KTSC-FM
- Pueblo, Colorado; United States;
- Frequency: 89.5 MHz
- Branding: Rev 89

Programming
- Format: Adult hits

Ownership
- Owner: Colorado State University-Pueblo; (Board of Governors of the Colorado State University System);

History
- First air date: October 1970

Technical information
- Licensing authority: FCC
- Facility ID: 69148
- Class: C3
- ERP: 8,000 watts
- HAAT: 55 meters (180 ft)
- Transmitter coordinates: 38°18′38″N 104°34′41.9″W﻿ / ﻿38.31056°N 104.578306°W

Links
- Public license information: Public file; LMS;

= KTSC-FM =

Radio station in Pueblo, Colorado

KTSC-FM (89.5 FM, "REV 89") is a noncommercial radio station broadcasting an adult hits format. Licensed to Pueblo, Colorado, United States, the station serves the Pueblo area. The station is owned by Colorado State University-Pueblo.

== History ==

Former logo

KTSC-FM has been on the air since October 1970. The station adopted the "Rev 89" moniker in 1995. It went through many format changes over the years but REV 89 remained a student operated station.
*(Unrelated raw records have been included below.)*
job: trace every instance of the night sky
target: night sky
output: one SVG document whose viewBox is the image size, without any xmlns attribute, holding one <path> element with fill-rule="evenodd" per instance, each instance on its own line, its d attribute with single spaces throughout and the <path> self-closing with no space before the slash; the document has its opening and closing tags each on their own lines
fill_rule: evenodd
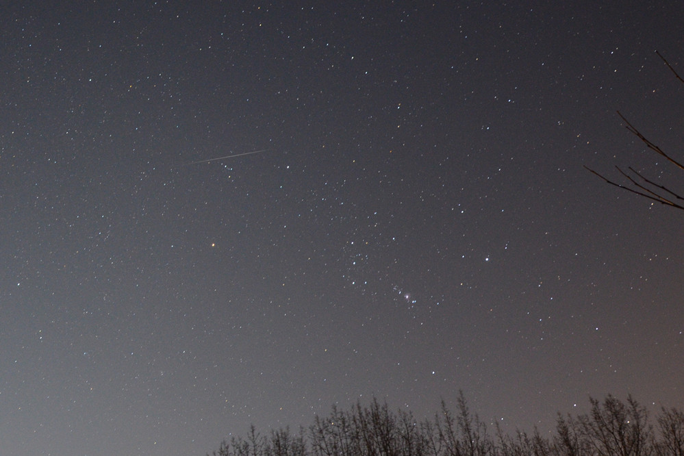
<svg viewBox="0 0 684 456">
<path fill-rule="evenodd" d="M 0 7 L 3 454 L 684 405 L 684 213 L 583 168 L 684 189 L 616 113 L 681 157 L 684 3 L 56 3 Z"/>
</svg>

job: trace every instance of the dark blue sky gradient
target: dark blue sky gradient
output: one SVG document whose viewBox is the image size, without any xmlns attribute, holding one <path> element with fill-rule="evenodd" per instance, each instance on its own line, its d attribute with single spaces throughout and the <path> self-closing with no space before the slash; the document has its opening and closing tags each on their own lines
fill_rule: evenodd
<svg viewBox="0 0 684 456">
<path fill-rule="evenodd" d="M 683 214 L 582 166 L 681 190 L 684 3 L 187 3 L 1 8 L 3 454 L 682 407 Z"/>
</svg>

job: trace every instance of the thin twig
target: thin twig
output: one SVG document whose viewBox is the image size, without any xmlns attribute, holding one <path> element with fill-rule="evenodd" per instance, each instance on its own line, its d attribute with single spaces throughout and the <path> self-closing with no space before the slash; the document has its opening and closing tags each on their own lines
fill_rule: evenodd
<svg viewBox="0 0 684 456">
<path fill-rule="evenodd" d="M 606 183 L 609 183 L 609 184 L 610 184 L 611 186 L 614 186 L 616 187 L 618 187 L 618 188 L 622 188 L 622 190 L 627 190 L 628 192 L 631 192 L 632 193 L 635 193 L 635 194 L 638 194 L 638 195 L 639 195 L 641 197 L 644 197 L 644 198 L 647 198 L 648 199 L 650 199 L 650 200 L 652 200 L 652 201 L 657 201 L 658 203 L 660 203 L 661 204 L 664 204 L 666 206 L 670 206 L 672 207 L 675 207 L 676 209 L 681 209 L 682 210 L 684 210 L 684 206 L 680 205 L 677 204 L 676 203 L 674 203 L 674 201 L 671 201 L 667 199 L 666 198 L 662 198 L 662 197 L 656 198 L 655 197 L 652 197 L 650 194 L 648 194 L 646 193 L 644 193 L 642 192 L 639 192 L 638 190 L 635 190 L 633 188 L 630 188 L 629 187 L 627 187 L 626 186 L 623 186 L 621 183 L 618 183 L 617 182 L 613 182 L 613 181 L 610 180 L 609 179 L 608 179 L 605 176 L 604 176 L 604 175 L 603 175 L 601 174 L 599 174 L 596 171 L 594 171 L 593 169 L 592 169 L 591 168 L 589 168 L 589 167 L 587 167 L 586 166 L 585 166 L 584 168 L 585 168 L 585 169 L 586 169 L 590 173 L 592 173 L 592 174 L 596 175 L 598 177 L 600 177 L 602 179 L 603 179 L 603 181 L 605 181 Z"/>
<path fill-rule="evenodd" d="M 674 71 L 674 68 L 672 68 L 672 66 L 670 64 L 670 62 L 668 62 L 668 61 L 667 61 L 667 60 L 666 60 L 665 59 L 665 58 L 664 58 L 664 57 L 663 57 L 662 55 L 660 55 L 660 53 L 659 53 L 659 52 L 658 52 L 657 51 L 655 51 L 655 53 L 658 54 L 658 57 L 659 57 L 659 58 L 660 58 L 661 59 L 662 59 L 663 62 L 665 62 L 665 64 L 668 66 L 668 68 L 670 68 L 670 71 L 672 71 L 672 73 L 674 73 L 674 75 L 675 75 L 675 76 L 676 77 L 676 78 L 677 78 L 678 79 L 679 79 L 679 81 L 680 81 L 681 82 L 684 82 L 684 79 L 682 79 L 681 77 L 680 77 L 679 75 L 678 75 L 678 74 L 677 74 L 677 72 Z"/>
<path fill-rule="evenodd" d="M 680 169 L 684 170 L 684 164 L 679 163 L 676 160 L 674 160 L 674 158 L 666 154 L 665 152 L 663 152 L 663 149 L 661 149 L 660 147 L 658 147 L 655 144 L 651 142 L 648 138 L 646 138 L 646 136 L 642 135 L 641 132 L 634 127 L 634 125 L 630 123 L 629 121 L 628 121 L 620 111 L 618 111 L 618 115 L 620 116 L 620 118 L 622 118 L 626 124 L 627 124 L 625 126 L 625 128 L 629 130 L 629 131 L 631 134 L 633 134 L 634 136 L 635 136 L 637 138 L 640 139 L 642 142 L 643 142 L 644 144 L 645 144 L 646 147 L 648 147 L 648 149 L 653 151 L 658 155 L 664 157 L 666 160 L 667 160 L 668 162 L 670 162 L 674 166 L 677 166 Z"/>
</svg>

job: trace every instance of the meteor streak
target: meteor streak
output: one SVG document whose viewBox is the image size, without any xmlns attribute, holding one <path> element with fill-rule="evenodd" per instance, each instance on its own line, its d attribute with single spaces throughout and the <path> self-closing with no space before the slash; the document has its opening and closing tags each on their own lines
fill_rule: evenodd
<svg viewBox="0 0 684 456">
<path fill-rule="evenodd" d="M 266 152 L 268 149 L 262 149 L 260 151 L 253 151 L 252 152 L 245 152 L 244 153 L 236 153 L 232 155 L 226 155 L 225 157 L 218 157 L 217 158 L 210 158 L 205 160 L 198 160 L 197 162 L 192 162 L 192 163 L 188 163 L 186 164 L 186 166 L 189 166 L 191 164 L 197 164 L 198 163 L 207 163 L 207 162 L 214 162 L 216 160 L 223 160 L 226 158 L 233 158 L 234 157 L 242 157 L 242 155 L 251 155 L 253 153 L 259 153 L 259 152 Z"/>
</svg>

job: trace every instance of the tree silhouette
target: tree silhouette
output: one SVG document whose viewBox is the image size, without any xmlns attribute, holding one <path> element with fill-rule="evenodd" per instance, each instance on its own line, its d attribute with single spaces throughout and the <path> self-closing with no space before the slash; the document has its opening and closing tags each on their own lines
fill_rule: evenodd
<svg viewBox="0 0 684 456">
<path fill-rule="evenodd" d="M 631 396 L 590 398 L 588 414 L 559 414 L 555 433 L 544 437 L 497 426 L 496 435 L 472 413 L 462 392 L 457 411 L 444 401 L 433 419 L 418 421 L 408 411 L 394 412 L 373 399 L 348 411 L 333 407 L 316 416 L 307 431 L 288 428 L 268 435 L 250 427 L 244 438 L 224 440 L 214 456 L 684 456 L 684 413 L 663 408 L 657 426 Z M 208 455 L 207 455 L 208 456 Z"/>
<path fill-rule="evenodd" d="M 670 64 L 670 62 L 668 62 L 657 51 L 656 51 L 656 53 L 658 55 L 658 57 L 659 57 L 663 62 L 665 62 L 665 64 L 668 66 L 668 68 L 669 68 L 672 72 L 675 77 L 676 77 L 680 82 L 684 83 L 684 79 L 679 76 L 674 68 L 672 68 L 672 66 Z M 620 118 L 622 119 L 622 121 L 624 122 L 625 127 L 627 130 L 641 140 L 641 141 L 646 145 L 648 149 L 665 158 L 666 160 L 670 164 L 674 165 L 681 170 L 684 170 L 684 164 L 674 159 L 672 156 L 663 151 L 663 149 L 654 144 L 650 140 L 648 139 L 646 136 L 642 134 L 642 133 L 634 125 L 630 123 L 629 121 L 625 118 L 624 116 L 623 116 L 620 111 L 618 111 L 618 115 L 620 116 Z M 607 183 L 611 186 L 614 186 L 628 192 L 635 193 L 653 201 L 656 201 L 671 207 L 684 210 L 684 197 L 682 197 L 680 194 L 664 186 L 656 183 L 653 179 L 646 177 L 631 166 L 628 166 L 627 170 L 624 170 L 619 166 L 616 166 L 618 172 L 624 179 L 623 183 L 613 181 L 607 177 L 605 175 L 587 166 L 585 166 L 585 168 L 593 174 L 600 177 Z"/>
</svg>

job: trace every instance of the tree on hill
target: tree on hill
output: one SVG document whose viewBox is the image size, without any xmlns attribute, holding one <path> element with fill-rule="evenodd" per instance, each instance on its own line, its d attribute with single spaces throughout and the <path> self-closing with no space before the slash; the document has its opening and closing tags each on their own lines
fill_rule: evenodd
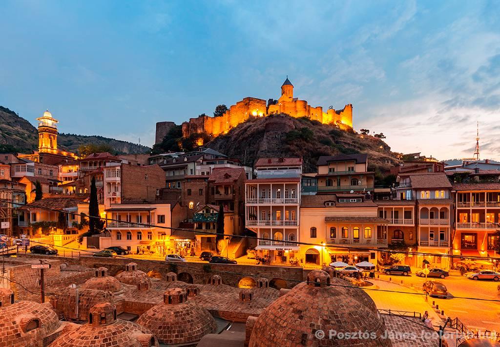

Past formats included hard rock/metal (prior to 1995), modern rock/alternative (1995–1998), Top 40 (1998–2002, 2009–2017), and rhythmic (2002–2009). The current adult hits format has been in effect since December 26, 2017, after stunting with all Christmas music.

Rev 89 topped the Arbitron ratings for the first time in the spring of 2003. In the fall of 2008, Rev 89 was the #3 station in the Pueblo market with a minimum of 7,000 listeners every 15 minutes. The audience was primarily ages 12–24 men and women, mixed with a solid base of listeners in the 24-36 age group.